Сабина вдруг зашипела, словно рассерженная змея. Звук был тихим, но очень... очень страшным. И в лицах парней тоже появилось что-то, уже совсем не нормальное. Ни разу. Мама родная, вдруг подумал Антон, да они же убить нас готовы за всю эту чушь!..

А Сергей... засмеялся.

- Возразить нечего, правда?

Антон смотрел на него. На его узкое, презрительное лицо. На глаза, в которых плескала весёлая гадливость. От друга исходило не очень приятное на ощупь любопытство. Так смотрят на объект... на объект...

- Нам придется задержать вас и выдать Хорунам, как опасных смутьянов и шпионов, - сказала Сабина, поднявшись. - Там вас быстро научат правильным манерам.

Антон как-то вдруг заметил, что она держит в руке нож. Симпатичный такой ножик, с обоюдоострым, чуть выгнутым лезвием длиной дюймов в восемь, и с гардой. Ни разу не каменный, - судя по блеску, из нержавеющей стали. Она держала его лезвием вниз, с какой-то, очень нехорошей уверенностью. Совсем не как девчонка. Скорее, как человек, который уже не раз пускал этот вот нож в ход. И совсем не для того, чтобы нарезать колбасу. Сергей спокойно взглянул на неё снизу вверх.

- Nemo me impune lacessit, - очень ровно сказал он.

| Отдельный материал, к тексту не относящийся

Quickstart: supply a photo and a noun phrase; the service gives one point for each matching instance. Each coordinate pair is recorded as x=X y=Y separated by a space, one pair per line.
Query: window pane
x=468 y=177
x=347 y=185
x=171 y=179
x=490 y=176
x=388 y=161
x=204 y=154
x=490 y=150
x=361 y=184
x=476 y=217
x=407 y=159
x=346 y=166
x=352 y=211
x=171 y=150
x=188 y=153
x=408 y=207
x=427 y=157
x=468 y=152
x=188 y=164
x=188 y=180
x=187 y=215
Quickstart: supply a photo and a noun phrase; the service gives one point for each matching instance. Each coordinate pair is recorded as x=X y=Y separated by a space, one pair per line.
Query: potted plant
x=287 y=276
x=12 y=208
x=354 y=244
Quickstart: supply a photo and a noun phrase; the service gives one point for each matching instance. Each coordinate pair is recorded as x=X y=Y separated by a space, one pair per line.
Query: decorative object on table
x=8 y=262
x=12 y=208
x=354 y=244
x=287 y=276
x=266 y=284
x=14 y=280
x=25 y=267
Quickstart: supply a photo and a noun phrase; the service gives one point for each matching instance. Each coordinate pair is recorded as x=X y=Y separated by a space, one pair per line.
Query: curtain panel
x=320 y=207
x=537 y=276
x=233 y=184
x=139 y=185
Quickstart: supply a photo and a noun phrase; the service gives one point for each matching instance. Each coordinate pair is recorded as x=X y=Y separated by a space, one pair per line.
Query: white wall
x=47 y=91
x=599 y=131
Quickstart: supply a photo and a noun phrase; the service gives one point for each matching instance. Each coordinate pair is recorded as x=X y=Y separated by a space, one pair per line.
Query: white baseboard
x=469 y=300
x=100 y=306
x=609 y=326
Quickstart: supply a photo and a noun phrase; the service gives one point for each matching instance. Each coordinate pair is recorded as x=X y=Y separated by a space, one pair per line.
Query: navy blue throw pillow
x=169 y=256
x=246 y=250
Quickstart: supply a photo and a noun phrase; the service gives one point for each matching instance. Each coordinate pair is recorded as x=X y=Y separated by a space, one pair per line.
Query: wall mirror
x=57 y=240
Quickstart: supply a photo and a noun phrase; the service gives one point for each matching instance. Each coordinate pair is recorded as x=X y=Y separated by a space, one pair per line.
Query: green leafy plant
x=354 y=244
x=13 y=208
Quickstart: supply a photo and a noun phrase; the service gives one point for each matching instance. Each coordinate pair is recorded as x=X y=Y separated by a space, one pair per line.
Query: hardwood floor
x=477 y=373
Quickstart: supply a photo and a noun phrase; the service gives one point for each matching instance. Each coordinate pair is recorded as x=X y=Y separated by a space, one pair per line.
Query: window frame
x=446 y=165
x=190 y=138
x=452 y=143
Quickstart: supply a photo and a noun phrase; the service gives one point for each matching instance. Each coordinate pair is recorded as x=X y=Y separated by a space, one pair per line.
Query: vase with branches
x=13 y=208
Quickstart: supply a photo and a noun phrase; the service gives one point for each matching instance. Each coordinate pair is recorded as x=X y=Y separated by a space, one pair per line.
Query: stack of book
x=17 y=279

А потом всё взорвалось. Сабина вдруг взвилась в воздух, её ноги описали огромную дугу, - и она плашмя рухнула на землю, издав странный звук, словно упавшая на пол гармошка. Под Антоном тоже что-то словно взорвалось, - схватив приятно тяжелый кувшин с молоком, он прыгнул вперед, и изо всей силы обрушил его на голову оскаленного, уже готового к прыжку Йорда. Кувшин тоже взорвался, словно бомба, и Йорд, в облаке белых брызг, полетел куда-то назад. Антон тут же повернулся к Пампусу...

...чтобы увидеть, как вскочивший уже Андрей, тоже изо всей силы, бьет его ногой в грудь. Пампус, смешно взмахнув руками, тоже полетел назад, врезался в гамак, - но веревка лопнула, и он, опять взмахнув руками, рухнул, стукнувшись башкой об стенку. Антон повернулся к Сергею.

Сабина перевернулась на живот, пытаясь встать, - но Серый уперся ей ногой в поясницу и изо всей силы врезал рукоятью ножа (её собственного ножа!) ей по затылку. Девчонка молча ткнулась лицом в пыль. Антон снова быстро повернулся. Йорд всё ещё лежал неподвижно, лицо его было разбито, сквозь молоко бежали веселые темные струйки. Пампус в странной позе лежал у стены, его голова оказалась повернута под неестественным углом. Готов, сразу понял мальчишка. Йорд ещё дышал, - но неровно, нехорошо. А начиналось так забавно... - как-то отстранено подумал Антон и прислушался. Нет, всё тихо, никто ничего не заметил... наверное.

В этот миг тело Пампуса вспыхнуло белым, ослепительным пламенем, - а потом вдруг исчезло, и воздух сомкнулся в пустоте с громом орудийного выстрела.

* * *

Антон не знал, сколько он сидел бы здесь, совершенно обалдев от случившегося, - но Сергей, к счастью, опомнился быстрее.